In the United States, 42 percent of Catholics are Hispanics, yet less than 10 percent of Church leadership is Hispanic. The Diocese of Yakima, Washington, is finding ways to narrow this gap and to promote a missionary zeal among its seminarians.

The diocese has seen a steady rise in vocations and now has nine seminarians. The majority are Hispanic, reflecting the area’s increasing Hispanic Catholics who are primarily seasonal migrant workers.

As part of their formation, seminarians minister to migrants in the summer. They work side by side with migrants during their long hours, praying with them and offering sacramental preparation. The seminarians organize weekly Masses at the migrant camps to alleviate the transportation challenges migrants face in getting to Church.
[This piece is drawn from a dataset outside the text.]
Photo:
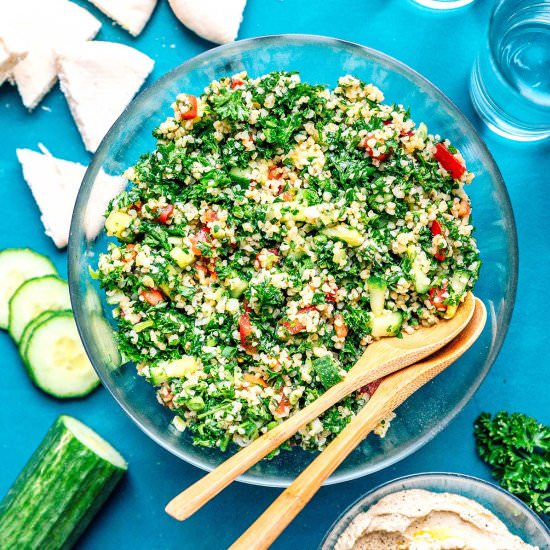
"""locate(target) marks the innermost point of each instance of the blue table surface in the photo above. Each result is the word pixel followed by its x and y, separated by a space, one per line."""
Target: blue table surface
pixel 442 47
Yakima is teaching its seminarians to become missionary priests. Not only do they travel distances to reach people, but they are reminded that the Church must continuously respond to the changing needs of its faithful.
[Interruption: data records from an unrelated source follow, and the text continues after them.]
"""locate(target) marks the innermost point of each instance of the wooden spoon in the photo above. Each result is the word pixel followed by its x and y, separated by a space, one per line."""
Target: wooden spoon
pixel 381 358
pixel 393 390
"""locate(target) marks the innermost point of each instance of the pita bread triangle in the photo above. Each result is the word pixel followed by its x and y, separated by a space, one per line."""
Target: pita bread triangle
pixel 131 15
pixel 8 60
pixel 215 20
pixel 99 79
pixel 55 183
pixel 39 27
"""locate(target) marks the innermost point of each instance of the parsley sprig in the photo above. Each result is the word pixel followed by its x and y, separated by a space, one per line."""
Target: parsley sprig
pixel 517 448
Vocations director Father Felipe Pulido said that the core of his diocese is missionary and, just like Jesus and his apostles, seminarians need to go out to meet people.

Seminarians are required to be bilingual, so Anglos are learning Spanish and Hispanics are learning English.

Catholic Extension has funded seminarian education in the diocese since the mid-1950s. It sponsors the diocese’s migrant ministry program, totaling nearly $1 million in the last five years.